As weather is finally turning cooler - as in low 90s F instead of over 100 F, I have started to set up gouldian pairs, and the scarlet chested grasskeets are also demanding nest boxes. They show their desire by displacing all the seeds from their cups, looking for appropriate nesting sites. The shaft tails looks to be ready as well, but as I do not have enough breeding cages for everyone, they will have to wait their turn as I am concentrating on gouldians first. My gouldian pet projects for this season will include trying to breed more redline individuals as well as my continuing effort to successfully breed yellow, blue, and silver mutations. My pink bourkes are too young to worry about nesting yet. Since my poor yellow turquoisine hen died, my 2 new yellow turq hens are both too young to breed yet. Their older mates will have to be patient for one more year, I'm afraid.
There was a surprising hen in my society cage - I thought I had removed all the hens in an attempt to decrease the amount of society breeding since I keep them mainly for fostering purposes. She has produced 3 babies recently - unfortuantely, I still don't know who she is :) It can be really difficult to tell gender in societies especially when there is a small troupe of them. The zebras are behaving as they are reputed to be - crazy good breeders. I was a bit late in taking away their nest box since the latest babies are still being weaned, and now there are 5 more eggs in the box. I really will have to be more vigilant next time around.
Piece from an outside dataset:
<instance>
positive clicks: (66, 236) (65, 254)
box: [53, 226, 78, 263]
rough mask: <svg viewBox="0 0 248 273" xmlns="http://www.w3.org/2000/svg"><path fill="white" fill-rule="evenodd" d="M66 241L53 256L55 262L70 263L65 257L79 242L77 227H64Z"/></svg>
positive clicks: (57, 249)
One pair of linnies laid 2 eggs which they did not sit on, so these 2 are in the incubator I mentioned buying previously. There should be about 2 more weeks of incubation before we'll have to see if the babies will hatch out successfully. If the incubator does it's work, then the real work will begin in 2 weeks - handfeeding from the start can be very rewarding, but very tiring as well since new chicks will need food at least every 1-2 hours. I would have preferred chicks to be at least 1-2 weeks old before having to handfeed, both for ability to space out feedings more, but more importantly, it is also much easier in terms of the babies survival if they get some immunity from their parents. I do have a new handfeeding formula that has a lot of probiotics to be mixed with my old formula; hopefully this will help.
As for the waxbills, I'll be waiting a bit longer. Some of them are still molting and no one seems particularly eager to breed yet, which is good, since I will have to rotate the usage of the breeding cages somewhat this year.